With noncompetitive pay programs and pay compression, Manatee County government is competing with surrounding counties and the private sector, which typically pay more for employees.
"We struggle with the pay compression within the workforce because it is difficult for the directors when they are doing hiring," County Administrator Ed Hunzeker said. "We have the challenge. We continue to look at it. We are committed to live within the resources of the current budget we presented to (the commission)."
At Tuesday's commission work session, the Evergreen consultant presented study findings comparing the county pay plan with the market.
In 2008, when Evergreen completed a similar study, the cost to eliminate pay compression was $1.6 million.
Most other organizations with similar pay compression issues don't try to solve the problem in a single year, but over multiple years, Ling said.
The county is tackling the issue in weekly department meetings, Hunzeker said.
"We are looking at it ho
listically across the departments," Hunzeker said. "There are many facets to the problem and not one simple solution."

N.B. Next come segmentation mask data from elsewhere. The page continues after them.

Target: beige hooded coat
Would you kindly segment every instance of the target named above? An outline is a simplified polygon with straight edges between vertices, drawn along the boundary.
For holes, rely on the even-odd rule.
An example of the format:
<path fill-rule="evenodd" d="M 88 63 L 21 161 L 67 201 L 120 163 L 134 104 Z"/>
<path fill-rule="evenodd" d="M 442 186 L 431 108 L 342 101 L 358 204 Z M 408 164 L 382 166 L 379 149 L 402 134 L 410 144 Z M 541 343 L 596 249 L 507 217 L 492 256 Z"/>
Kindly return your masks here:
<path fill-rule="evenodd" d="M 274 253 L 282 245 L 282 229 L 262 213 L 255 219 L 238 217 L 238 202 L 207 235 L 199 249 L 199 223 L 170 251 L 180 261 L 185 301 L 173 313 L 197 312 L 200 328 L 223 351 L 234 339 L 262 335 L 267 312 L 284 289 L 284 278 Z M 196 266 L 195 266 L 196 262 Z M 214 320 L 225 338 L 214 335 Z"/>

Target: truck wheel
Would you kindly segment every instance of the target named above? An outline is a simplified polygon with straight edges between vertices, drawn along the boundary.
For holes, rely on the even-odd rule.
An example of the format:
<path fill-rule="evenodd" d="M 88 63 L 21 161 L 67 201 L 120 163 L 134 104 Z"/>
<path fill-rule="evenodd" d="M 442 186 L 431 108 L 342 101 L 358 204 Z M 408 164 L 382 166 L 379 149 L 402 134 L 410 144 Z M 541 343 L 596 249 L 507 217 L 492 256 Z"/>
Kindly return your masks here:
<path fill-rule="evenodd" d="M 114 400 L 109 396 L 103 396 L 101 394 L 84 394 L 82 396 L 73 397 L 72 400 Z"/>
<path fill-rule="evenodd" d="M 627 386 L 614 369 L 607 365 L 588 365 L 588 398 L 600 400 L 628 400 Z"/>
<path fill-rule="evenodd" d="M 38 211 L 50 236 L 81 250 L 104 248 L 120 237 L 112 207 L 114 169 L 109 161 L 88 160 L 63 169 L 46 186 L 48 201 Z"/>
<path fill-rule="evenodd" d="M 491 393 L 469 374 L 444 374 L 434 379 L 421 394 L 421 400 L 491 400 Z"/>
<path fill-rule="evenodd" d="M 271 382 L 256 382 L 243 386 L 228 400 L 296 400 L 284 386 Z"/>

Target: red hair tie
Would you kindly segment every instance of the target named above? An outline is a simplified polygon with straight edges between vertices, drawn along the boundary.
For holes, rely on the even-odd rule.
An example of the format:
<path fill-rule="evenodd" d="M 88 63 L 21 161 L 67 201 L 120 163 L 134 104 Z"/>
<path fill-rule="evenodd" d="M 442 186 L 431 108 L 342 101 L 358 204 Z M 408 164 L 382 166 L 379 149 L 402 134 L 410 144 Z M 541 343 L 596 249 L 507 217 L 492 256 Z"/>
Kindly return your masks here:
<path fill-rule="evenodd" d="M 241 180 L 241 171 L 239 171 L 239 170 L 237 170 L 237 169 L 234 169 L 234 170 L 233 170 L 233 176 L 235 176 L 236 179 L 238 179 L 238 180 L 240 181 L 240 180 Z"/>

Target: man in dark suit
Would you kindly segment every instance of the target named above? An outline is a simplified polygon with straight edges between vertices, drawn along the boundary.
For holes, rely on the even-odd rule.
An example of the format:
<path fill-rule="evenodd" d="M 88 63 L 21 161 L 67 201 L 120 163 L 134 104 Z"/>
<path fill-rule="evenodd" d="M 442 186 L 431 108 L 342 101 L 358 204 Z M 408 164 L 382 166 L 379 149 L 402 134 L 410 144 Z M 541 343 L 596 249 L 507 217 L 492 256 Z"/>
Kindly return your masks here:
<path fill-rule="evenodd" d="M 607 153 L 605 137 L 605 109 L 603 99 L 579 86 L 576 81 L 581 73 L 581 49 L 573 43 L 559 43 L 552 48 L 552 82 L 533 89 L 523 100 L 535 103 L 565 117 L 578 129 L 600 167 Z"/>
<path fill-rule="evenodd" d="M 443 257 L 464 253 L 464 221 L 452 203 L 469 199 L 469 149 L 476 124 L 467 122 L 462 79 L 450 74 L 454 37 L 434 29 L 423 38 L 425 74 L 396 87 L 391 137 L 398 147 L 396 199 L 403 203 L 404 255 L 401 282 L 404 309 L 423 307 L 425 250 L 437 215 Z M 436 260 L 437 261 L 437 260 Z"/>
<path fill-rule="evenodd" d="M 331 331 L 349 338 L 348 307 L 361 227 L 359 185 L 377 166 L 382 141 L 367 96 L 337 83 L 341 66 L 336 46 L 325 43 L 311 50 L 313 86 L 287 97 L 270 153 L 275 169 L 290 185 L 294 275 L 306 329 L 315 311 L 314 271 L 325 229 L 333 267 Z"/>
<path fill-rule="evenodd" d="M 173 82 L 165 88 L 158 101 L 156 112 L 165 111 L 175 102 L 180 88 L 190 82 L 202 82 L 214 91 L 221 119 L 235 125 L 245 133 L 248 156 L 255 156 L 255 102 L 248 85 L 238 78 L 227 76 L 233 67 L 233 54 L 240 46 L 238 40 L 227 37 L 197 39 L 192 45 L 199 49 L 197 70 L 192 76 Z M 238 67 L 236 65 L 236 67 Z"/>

With 52 percent of county employees over the age of 50, Evergreen said Manatee County should anticipate retirements and turnover to continue.

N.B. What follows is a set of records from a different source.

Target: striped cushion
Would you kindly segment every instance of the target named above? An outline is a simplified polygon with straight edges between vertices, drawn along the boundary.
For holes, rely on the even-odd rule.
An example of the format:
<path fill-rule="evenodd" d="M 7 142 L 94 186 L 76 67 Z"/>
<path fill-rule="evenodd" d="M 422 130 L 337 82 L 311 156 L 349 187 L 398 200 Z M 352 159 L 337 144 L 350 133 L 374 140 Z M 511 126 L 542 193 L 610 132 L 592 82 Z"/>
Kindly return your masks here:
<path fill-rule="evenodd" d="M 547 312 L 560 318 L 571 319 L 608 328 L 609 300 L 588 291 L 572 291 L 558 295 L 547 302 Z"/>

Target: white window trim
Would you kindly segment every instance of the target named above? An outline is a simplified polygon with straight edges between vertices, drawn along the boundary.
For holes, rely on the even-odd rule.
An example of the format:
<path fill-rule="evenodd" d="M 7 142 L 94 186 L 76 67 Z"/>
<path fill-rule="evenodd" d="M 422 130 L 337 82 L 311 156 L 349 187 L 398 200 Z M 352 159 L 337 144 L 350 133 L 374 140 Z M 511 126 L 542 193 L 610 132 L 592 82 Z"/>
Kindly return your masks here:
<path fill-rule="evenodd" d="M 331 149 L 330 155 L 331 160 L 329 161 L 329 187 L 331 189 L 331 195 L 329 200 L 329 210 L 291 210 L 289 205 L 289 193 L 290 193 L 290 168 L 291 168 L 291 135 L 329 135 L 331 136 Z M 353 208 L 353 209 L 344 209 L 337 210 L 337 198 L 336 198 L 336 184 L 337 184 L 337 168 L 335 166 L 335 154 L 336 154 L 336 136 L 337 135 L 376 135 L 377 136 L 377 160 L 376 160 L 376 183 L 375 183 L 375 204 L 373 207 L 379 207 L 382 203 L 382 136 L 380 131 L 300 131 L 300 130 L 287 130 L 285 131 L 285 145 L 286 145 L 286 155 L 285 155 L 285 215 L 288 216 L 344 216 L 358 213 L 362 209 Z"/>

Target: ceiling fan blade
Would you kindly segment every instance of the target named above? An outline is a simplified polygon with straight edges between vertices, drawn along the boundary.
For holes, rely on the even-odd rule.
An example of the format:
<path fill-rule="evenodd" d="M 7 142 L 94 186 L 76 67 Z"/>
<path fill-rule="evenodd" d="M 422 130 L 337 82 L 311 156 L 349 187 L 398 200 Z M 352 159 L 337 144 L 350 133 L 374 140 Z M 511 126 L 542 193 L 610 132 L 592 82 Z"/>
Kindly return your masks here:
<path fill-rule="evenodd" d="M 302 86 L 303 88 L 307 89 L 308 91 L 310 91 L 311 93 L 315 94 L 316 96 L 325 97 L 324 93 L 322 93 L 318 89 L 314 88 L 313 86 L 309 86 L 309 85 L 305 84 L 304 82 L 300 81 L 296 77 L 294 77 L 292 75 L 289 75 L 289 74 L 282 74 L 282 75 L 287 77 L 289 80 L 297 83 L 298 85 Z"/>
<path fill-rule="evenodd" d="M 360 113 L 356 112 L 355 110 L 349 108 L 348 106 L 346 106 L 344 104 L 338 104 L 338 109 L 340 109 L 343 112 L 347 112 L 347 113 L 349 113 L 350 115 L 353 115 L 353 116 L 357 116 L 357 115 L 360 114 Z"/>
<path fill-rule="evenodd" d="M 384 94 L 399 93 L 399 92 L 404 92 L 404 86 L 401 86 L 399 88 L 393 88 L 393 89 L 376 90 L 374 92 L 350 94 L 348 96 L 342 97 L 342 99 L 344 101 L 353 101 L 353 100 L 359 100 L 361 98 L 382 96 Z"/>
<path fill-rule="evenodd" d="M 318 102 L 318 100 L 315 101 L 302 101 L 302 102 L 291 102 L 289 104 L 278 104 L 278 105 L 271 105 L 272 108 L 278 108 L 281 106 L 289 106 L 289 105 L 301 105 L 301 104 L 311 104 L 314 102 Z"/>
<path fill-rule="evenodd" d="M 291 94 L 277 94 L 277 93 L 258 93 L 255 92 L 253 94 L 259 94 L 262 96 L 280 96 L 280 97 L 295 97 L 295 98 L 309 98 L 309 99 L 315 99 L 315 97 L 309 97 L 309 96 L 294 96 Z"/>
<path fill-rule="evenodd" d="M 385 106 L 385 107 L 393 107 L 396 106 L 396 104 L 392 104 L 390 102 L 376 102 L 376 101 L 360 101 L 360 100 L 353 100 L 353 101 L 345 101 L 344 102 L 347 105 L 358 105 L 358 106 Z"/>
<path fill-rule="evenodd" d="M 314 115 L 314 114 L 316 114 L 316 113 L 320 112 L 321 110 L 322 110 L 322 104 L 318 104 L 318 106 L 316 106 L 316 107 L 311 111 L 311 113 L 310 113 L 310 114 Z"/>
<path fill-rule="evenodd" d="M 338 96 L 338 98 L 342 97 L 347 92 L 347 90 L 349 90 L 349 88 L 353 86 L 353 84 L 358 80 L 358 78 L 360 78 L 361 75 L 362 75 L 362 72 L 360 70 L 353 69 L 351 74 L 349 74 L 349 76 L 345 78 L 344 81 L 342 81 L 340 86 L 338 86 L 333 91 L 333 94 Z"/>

According to the study, a projected 1,243 of the county's 1,700 employees will leave their jobs by 2020.
"We are working internally to see how we can address these issues in structuring the pay ranges and the pay itself in order to reduce the amount of turnover," Hunzeker said. "We know the cost of turnover is expensive and it's eating away at the budget."
In the proposed 2015-16 $549 million budget, the county will continue its Pay for Performance program, which will help solve pay compression "over the long haul," Hunzeker said.
"We know our pay for performance program will work over time, but time is not necessarily on our side," he said. "As the economy continues to improve, we continue to lose employees to surrounding governments."
While Manatee County has challenges, Hunzeker still said the county is in better shape than most other counties.
"We are blessed with where we are," Hunzeker said. "We have some money to deal with some of these issues. We are challenged. I am here to tell you we have opportunities to solve some of these issues. ... We are on the leading edge of solving compensation issues in the state of Florida."
By Oct. 1, when the new fiscal year begins, Hunzeker said the county is going to "implement certain things to help mitigate the turnover rate."
Commissioner Vanessa Baugh said while she knows Manatee County is in better shape than a lot of other counties, there will also likely be another recession in the future.
"To me, it says that we better get our priorities straight and do something about this when we can," she said. "I think we should have a policy that we are trying to get our employees so we do have competitive pay. ... We are spending a lot of money training new employees over and over again. We need to come up with a good policy for our employees."
Commission Chairwoman Betsy Benac said the study, which is a big-picture look, should be helpful.
"To focus on resolving the problem, we have to focus a little bit more," she said.